最初は水に満たされた、自分達がさっきまで居た世界とはほんの少しだけズレている空間、いわば魚のテリトリーに入ったせいで分からなかった。そこら中に魚の匂いが散漫して、鼻が効かなくなっていたのだ。
だけど手を掴めるほど近づきその瞳を覗き込んで、竜胆は背筋に寒気が走ったのを感じた。

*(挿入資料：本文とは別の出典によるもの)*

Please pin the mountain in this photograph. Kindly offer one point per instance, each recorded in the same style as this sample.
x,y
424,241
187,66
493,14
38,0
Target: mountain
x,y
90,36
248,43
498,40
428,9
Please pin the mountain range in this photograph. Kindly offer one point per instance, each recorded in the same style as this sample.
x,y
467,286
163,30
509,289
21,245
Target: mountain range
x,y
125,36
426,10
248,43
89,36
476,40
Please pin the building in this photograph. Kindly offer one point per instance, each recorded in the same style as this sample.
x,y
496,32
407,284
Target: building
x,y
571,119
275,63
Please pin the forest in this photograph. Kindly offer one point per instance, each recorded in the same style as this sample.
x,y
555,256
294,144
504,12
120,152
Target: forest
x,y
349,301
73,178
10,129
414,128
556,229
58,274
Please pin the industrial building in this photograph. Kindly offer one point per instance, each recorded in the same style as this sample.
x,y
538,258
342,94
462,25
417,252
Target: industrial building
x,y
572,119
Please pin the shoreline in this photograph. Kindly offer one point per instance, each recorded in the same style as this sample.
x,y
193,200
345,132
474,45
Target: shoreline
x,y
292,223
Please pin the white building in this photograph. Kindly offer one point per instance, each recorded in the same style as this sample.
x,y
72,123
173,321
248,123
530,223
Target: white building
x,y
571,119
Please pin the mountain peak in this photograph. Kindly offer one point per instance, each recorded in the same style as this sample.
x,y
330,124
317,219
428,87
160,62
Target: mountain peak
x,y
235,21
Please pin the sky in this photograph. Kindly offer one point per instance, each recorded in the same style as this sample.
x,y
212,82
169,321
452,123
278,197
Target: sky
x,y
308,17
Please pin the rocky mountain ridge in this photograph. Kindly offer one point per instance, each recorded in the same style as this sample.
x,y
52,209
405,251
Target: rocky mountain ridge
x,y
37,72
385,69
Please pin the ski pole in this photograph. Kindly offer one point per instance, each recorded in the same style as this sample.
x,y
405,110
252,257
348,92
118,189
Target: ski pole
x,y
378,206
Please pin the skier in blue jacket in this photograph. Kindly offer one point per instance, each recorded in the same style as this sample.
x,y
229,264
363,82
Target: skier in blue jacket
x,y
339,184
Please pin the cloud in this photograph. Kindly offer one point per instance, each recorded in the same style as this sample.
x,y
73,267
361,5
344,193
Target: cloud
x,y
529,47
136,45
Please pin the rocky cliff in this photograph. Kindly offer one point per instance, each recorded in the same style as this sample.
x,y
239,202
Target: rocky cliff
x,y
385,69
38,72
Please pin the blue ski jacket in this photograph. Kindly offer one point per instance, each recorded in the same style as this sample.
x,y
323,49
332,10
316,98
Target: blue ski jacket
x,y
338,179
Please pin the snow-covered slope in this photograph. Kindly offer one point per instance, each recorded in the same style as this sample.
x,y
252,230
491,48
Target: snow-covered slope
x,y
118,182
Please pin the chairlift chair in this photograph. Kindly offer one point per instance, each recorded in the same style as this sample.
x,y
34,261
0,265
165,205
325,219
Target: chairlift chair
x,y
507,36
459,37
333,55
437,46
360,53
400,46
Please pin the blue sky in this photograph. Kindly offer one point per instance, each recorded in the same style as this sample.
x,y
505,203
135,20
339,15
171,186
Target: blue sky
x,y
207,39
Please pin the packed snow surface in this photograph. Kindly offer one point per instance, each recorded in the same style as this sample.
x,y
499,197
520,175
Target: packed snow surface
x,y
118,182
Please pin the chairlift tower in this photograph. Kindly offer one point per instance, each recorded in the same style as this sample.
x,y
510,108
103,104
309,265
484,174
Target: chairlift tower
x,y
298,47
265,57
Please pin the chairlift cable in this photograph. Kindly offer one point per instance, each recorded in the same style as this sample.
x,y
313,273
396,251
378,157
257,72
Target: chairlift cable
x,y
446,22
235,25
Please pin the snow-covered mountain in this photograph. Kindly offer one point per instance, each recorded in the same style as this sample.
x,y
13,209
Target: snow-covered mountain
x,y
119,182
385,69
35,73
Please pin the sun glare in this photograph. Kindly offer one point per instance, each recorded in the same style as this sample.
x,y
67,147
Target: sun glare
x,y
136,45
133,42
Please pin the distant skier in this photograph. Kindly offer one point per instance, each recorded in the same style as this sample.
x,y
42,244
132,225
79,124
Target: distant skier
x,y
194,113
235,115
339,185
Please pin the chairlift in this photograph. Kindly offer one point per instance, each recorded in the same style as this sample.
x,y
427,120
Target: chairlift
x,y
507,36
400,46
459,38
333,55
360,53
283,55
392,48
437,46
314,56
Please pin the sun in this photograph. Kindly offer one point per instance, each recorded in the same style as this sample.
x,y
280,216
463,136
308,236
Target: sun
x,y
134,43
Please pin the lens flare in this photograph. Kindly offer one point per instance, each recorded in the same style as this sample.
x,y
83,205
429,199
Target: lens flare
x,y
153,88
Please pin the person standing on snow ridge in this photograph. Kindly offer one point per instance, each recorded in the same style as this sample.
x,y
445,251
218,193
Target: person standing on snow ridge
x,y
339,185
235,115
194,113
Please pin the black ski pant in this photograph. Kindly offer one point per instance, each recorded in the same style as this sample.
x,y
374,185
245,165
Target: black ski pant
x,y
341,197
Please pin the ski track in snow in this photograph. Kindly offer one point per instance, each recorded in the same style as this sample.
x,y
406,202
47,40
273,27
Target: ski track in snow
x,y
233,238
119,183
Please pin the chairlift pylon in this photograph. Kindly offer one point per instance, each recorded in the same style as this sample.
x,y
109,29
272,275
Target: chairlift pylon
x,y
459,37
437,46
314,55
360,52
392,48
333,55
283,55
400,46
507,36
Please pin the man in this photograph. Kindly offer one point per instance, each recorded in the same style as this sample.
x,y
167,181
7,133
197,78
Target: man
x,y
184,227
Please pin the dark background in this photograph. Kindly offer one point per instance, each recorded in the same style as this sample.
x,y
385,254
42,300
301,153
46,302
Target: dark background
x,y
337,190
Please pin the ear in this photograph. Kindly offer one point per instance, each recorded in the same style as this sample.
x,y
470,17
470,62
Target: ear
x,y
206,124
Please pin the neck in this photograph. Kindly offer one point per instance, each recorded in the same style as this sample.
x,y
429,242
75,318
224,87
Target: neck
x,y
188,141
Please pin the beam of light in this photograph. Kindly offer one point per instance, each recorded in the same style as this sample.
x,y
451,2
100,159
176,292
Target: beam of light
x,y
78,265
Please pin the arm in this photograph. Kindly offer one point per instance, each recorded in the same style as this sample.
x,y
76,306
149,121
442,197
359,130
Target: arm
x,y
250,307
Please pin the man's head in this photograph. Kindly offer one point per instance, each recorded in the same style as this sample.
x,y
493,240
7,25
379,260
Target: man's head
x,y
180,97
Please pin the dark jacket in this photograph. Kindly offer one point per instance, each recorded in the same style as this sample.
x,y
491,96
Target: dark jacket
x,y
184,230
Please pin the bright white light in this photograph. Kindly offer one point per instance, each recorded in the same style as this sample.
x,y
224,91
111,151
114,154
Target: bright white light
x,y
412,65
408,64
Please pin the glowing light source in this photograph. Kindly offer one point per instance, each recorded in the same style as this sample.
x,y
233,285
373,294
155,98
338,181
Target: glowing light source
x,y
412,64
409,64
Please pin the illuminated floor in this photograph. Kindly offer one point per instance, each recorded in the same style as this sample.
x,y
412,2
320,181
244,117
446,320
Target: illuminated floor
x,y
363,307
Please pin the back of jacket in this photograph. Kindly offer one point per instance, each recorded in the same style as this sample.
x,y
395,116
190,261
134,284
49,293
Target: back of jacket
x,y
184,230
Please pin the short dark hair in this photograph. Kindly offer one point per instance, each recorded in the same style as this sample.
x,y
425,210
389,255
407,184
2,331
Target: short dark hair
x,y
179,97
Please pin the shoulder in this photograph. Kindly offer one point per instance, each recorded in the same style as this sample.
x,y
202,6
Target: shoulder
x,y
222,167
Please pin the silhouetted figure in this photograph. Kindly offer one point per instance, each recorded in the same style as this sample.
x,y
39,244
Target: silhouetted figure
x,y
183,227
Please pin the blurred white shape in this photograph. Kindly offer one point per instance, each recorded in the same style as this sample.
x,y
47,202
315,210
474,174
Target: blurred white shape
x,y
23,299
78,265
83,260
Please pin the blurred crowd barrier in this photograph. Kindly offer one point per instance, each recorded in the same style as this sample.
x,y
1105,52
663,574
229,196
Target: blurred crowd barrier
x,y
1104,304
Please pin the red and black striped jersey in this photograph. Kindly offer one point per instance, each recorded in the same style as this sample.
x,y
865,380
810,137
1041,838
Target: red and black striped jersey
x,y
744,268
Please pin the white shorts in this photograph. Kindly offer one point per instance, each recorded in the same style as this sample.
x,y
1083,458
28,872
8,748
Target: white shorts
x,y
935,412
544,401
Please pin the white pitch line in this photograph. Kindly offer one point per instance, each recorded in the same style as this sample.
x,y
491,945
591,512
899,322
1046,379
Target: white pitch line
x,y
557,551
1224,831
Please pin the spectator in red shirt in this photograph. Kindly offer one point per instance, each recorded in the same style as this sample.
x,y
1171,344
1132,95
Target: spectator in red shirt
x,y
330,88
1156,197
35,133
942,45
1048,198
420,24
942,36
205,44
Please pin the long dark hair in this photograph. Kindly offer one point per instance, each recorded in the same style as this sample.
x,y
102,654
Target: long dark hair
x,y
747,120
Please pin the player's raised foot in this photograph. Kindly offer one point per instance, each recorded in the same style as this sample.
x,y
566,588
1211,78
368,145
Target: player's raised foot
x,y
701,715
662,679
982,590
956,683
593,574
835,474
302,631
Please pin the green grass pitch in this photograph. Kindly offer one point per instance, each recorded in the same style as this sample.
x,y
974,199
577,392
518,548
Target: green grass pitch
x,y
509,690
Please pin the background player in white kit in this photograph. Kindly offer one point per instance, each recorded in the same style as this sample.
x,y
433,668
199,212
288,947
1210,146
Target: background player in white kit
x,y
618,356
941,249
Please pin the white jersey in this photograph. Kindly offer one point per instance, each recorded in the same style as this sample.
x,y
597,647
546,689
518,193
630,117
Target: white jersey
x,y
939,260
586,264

匂いはいつも通り甘ったるい鬼姫のもの、気配も弱々しい人間のものなのに、何故、肌が痛いほどに殺気だった妖気を纏っているのだ。
――何故、瞳が金に輝いているのだ。
だめだ、こいつを早くここから出さなければ、そうしなければきっと何もかもが駄目になる。
もはや予兆のようなその考えに突き動かされるように、竜胆は力任せに逢の腕を引き上げた。そのままこの場を去るべく泳ぐ。
ちらりと振り返って見た魚は、依然として悠々と水中に揺らいでいた。見逃すのか、何を考えている。
場合によっては、いや、ほぼ確実に戦闘になるだろうと思っていただけに、逢が逃げることを許容している魚の態度は気持ちが悪かった。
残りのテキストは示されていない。